I’m sorry if I interrupted the discussion.
Essentially, yes. The reason is that GHC’s delimited continuation primops require the IO monad to execute them. In my design approach, libraries like fused-effects, polysemy, and freer-simple allow using any monad as the base monad. This isolates the semantics from the IO level, preventing users from falling into pitfalls caused by leaky abstractions from the IO layer. Relying on the IO monad would eliminate this property, which is a major concern for me.
Additionally, the situation is somewhat more complex and relates to the actual performance of primops. Benchmark results for the eff library, which utilizes primops for optimization, raise questions about the true speed benefits of primops. Specifically, effects like NonDet and Coroutine exhibit O(n²) level slowness. However, this may be due to the implementation of eff rather than the primops themselves.
During the performance improvement process for Heftia, I first forked a library called speff to prototype an IO-based version of Heftia (which also does not use primops).

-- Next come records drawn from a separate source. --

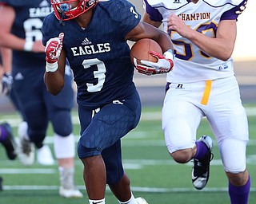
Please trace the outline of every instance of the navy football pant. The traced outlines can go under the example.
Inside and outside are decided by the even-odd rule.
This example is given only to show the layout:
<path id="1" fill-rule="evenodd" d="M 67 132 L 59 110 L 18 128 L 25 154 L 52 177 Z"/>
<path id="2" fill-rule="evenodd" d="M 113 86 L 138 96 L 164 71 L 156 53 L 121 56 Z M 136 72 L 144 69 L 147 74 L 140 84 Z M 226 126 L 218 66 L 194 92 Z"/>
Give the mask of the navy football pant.
<path id="1" fill-rule="evenodd" d="M 106 182 L 114 184 L 123 176 L 121 141 L 138 124 L 141 101 L 135 92 L 130 97 L 114 101 L 98 112 L 78 107 L 81 138 L 80 159 L 102 155 L 106 169 Z"/>

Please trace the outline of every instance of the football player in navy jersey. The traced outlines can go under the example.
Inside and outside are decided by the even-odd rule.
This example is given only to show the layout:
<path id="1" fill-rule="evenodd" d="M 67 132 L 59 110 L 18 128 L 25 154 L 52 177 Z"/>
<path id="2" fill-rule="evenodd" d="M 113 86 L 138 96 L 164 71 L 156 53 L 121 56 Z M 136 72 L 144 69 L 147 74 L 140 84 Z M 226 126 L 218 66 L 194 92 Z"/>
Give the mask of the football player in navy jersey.
<path id="1" fill-rule="evenodd" d="M 108 184 L 119 203 L 147 203 L 134 198 L 125 174 L 121 138 L 134 128 L 141 101 L 133 82 L 134 67 L 127 41 L 152 38 L 164 54 L 158 61 L 136 65 L 145 74 L 168 73 L 173 67 L 172 43 L 164 32 L 140 22 L 128 1 L 52 0 L 54 13 L 43 22 L 45 83 L 54 95 L 62 90 L 67 57 L 77 84 L 81 138 L 78 154 L 89 203 L 105 203 Z"/>
<path id="2" fill-rule="evenodd" d="M 58 162 L 59 194 L 66 198 L 82 197 L 75 187 L 75 143 L 72 133 L 70 111 L 74 104 L 72 74 L 66 73 L 63 90 L 58 96 L 50 94 L 43 82 L 46 54 L 42 44 L 41 27 L 52 7 L 46 0 L 1 0 L 0 45 L 13 49 L 12 90 L 20 101 L 26 117 L 27 131 L 19 134 L 18 156 L 25 165 L 34 163 L 34 144 L 37 160 L 42 165 L 52 165 L 50 149 L 43 143 L 49 121 L 54 131 L 54 146 Z"/>
<path id="3" fill-rule="evenodd" d="M 143 21 L 170 34 L 175 53 L 167 73 L 162 128 L 169 152 L 180 163 L 194 160 L 192 183 L 203 189 L 210 176 L 212 139 L 196 140 L 206 117 L 215 136 L 232 204 L 247 204 L 248 122 L 231 57 L 236 21 L 246 0 L 144 0 Z"/>

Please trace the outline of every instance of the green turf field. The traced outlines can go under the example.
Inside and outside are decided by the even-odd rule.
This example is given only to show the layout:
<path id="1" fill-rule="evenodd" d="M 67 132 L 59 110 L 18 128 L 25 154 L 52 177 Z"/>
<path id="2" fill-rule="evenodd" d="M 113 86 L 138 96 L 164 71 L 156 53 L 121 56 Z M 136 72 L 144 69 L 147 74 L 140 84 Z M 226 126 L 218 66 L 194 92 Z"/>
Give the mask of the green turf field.
<path id="1" fill-rule="evenodd" d="M 247 163 L 252 186 L 250 203 L 256 203 L 256 106 L 247 107 L 250 141 L 247 148 Z M 222 167 L 218 147 L 214 147 L 214 158 L 211 162 L 210 178 L 206 187 L 201 191 L 193 188 L 190 174 L 191 163 L 177 164 L 169 156 L 161 128 L 160 108 L 143 109 L 137 128 L 122 139 L 123 163 L 135 197 L 144 197 L 149 204 L 228 204 L 227 179 Z M 6 120 L 14 127 L 16 135 L 20 118 L 16 114 L 0 116 L 0 122 Z M 74 112 L 74 134 L 79 128 L 76 112 Z M 53 135 L 50 126 L 46 141 L 53 147 Z M 203 120 L 198 131 L 198 137 L 210 135 L 206 120 Z M 78 136 L 77 137 L 78 139 Z M 82 165 L 76 160 L 76 184 L 85 195 L 84 198 L 66 199 L 58 193 L 59 185 L 57 163 L 42 167 L 34 163 L 24 167 L 17 159 L 9 161 L 0 146 L 0 175 L 3 178 L 3 191 L 0 203 L 12 204 L 66 204 L 87 203 L 83 185 Z M 109 189 L 106 203 L 118 203 Z"/>

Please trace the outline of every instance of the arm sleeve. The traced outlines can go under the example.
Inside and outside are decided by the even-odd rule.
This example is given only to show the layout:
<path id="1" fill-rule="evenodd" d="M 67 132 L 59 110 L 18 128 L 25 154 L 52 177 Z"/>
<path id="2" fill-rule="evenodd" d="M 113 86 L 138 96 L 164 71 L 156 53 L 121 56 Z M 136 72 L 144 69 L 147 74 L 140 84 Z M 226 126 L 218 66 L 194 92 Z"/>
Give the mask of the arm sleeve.
<path id="1" fill-rule="evenodd" d="M 144 9 L 145 11 L 150 15 L 150 20 L 154 22 L 162 22 L 162 16 L 160 12 L 156 8 L 152 7 L 146 0 L 144 0 Z"/>

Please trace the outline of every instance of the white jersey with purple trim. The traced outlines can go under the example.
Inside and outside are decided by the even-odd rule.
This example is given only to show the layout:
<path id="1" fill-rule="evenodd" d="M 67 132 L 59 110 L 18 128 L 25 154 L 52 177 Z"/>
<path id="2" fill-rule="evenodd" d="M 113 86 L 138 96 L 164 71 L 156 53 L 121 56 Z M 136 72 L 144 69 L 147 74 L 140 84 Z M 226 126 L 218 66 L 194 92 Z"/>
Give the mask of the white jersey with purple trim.
<path id="1" fill-rule="evenodd" d="M 246 0 L 144 0 L 144 8 L 151 20 L 162 22 L 174 47 L 174 68 L 167 74 L 167 81 L 188 83 L 225 78 L 234 75 L 233 59 L 223 61 L 208 56 L 190 41 L 175 31 L 167 31 L 170 14 L 179 16 L 191 29 L 215 37 L 222 20 L 237 19 L 243 11 Z"/>

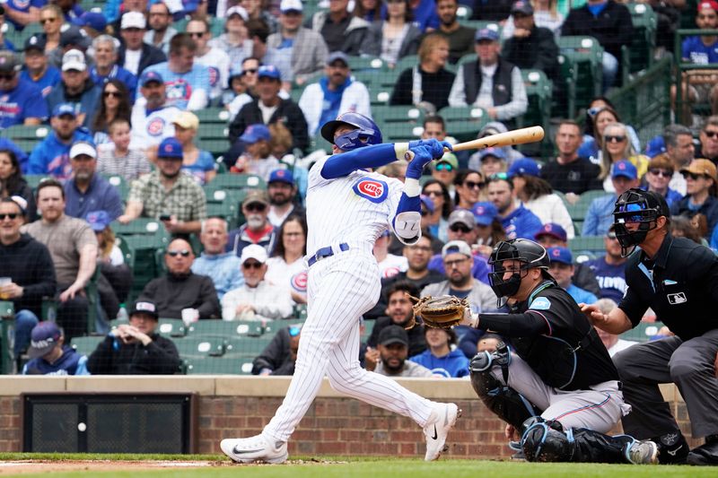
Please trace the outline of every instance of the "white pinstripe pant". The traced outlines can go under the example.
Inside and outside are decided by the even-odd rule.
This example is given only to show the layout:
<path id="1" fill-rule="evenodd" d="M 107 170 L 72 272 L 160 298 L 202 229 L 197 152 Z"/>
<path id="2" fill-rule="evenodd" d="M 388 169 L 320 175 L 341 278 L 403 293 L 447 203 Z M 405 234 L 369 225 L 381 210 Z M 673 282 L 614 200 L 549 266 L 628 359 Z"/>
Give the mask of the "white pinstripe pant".
<path id="1" fill-rule="evenodd" d="M 433 403 L 392 378 L 359 365 L 359 317 L 381 291 L 379 268 L 368 252 L 349 250 L 309 270 L 308 316 L 302 327 L 294 376 L 282 405 L 264 429 L 267 438 L 286 441 L 307 413 L 325 375 L 332 388 L 424 426 Z"/>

While it worked and was very fast in some cases, it couldn’t resolve the poor performance compatibility with higher-order effects (such as the catch.10000.sp_modified_for_non_scoped_resumption_support benchmark). Given the issues with eff, I didn’t think using primops would help solve this problem, especially since primops typically offer only about a 2x speedup.
Therefore, I changed my approach and optimized based on Freer using freer-simple, achieving practical speeds. This demonstrated that not only for semantic reasons but also for performance compatibility, Freer was a better fit. Consequently, Freer was adopted.